Feldner team funded to study health outcomes

September 9, 2024

CREATE associate director Heather Feldner is leading research on the relationships between lived experiences of ableism, biases of healthcare providers, and both short- and long-term health outcomes.

The collaboration, including researchers from the UW Department of Rehabilitation, the UW iSchool, and the University of Pittsburgh, is funded by a 5-year, $3.2 million NIH R01 grant — the first funding of its kind from the NIH to support ableism and health disparity research.

“The long-term goal of this work is to reduce disparities and maximize participation, health, and quality of life in partnership with people with mobility disabilities. This work will leverage our team’s multidisciplinary expertise, lived experience of disability, and past work to fill a critical gap in understanding underlying mechanisms that perpetuate ableism in healthcare so that more effective bias-mitigating solutions may be developed and evaluated in the future.” 

Dr. Heather Feldner, Assistant Professor, UW Medicine Rehabilitation Medicine and CREATE Associate Director

Headshot of Heather Feldner, smiling brightly. She is a white woman with short brown and grey hair, and wears dark rimmed glasses, a gray shirt and black sweater.

In a mixed-methods study with 40 rehabilitation providers and over 400 people with mobility disabilities in Washington and Pennsylvania, the team will investigate the impacts of ableism on health outcomes of individuals with mobility disabilities. In addition, the team will conduct cutting-edge Natural Language Processing to conduct a retrospective chart analysis to detect patterns of potential bias in written provider documentation.

Collaborators at the UW include CREATE Director for Education Mark Harniss, Jeanne Hoffman, and Heather Evans, all from Rehabilitation Medicine, and Lucy Lu Wang from the iSchool. 

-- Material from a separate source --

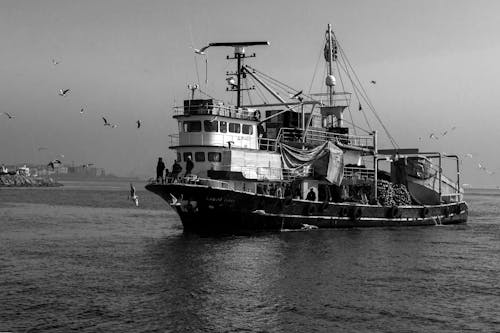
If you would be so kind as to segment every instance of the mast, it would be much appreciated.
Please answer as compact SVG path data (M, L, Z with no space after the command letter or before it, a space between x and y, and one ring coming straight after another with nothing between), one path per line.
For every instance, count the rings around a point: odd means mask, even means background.
M334 105L334 95L335 95L335 76L333 76L333 62L337 60L337 41L334 38L332 32L332 25L328 24L328 30L326 31L326 41L325 41L325 49L324 56L325 60L328 64L328 75L325 79L325 84L328 87L328 97L329 103L328 107L330 108L331 115L334 115L337 120L337 127L343 127L343 108L339 108L339 106ZM328 108L328 107L325 107Z
M332 52L332 45L333 45L333 38L332 38L332 25L328 23L328 30L327 30L327 48L328 48L328 76L333 76L333 68L332 68L332 62L333 62L333 52ZM330 96L330 106L333 105L333 94L335 94L334 90L334 85L329 84L330 82L326 82L326 85L328 86L328 93Z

Addressing critical knowledge gaps

Ableism, the act of discrimination and social prejudice based on presumed or actual impairment and/or disability, is widespread in society, including healthcare. Multiple factors may contribute to ableism in healthcare — implicit and explicit biases of providers, lack of knowledge about disability, and inaccessible environments. But the mechanisms by which these factors affect the health outcomes of people with disabilities have not been widely explored. And while people with disabilities comprise 25% of the world’s population, they have only recently been recognized as a health disparities population.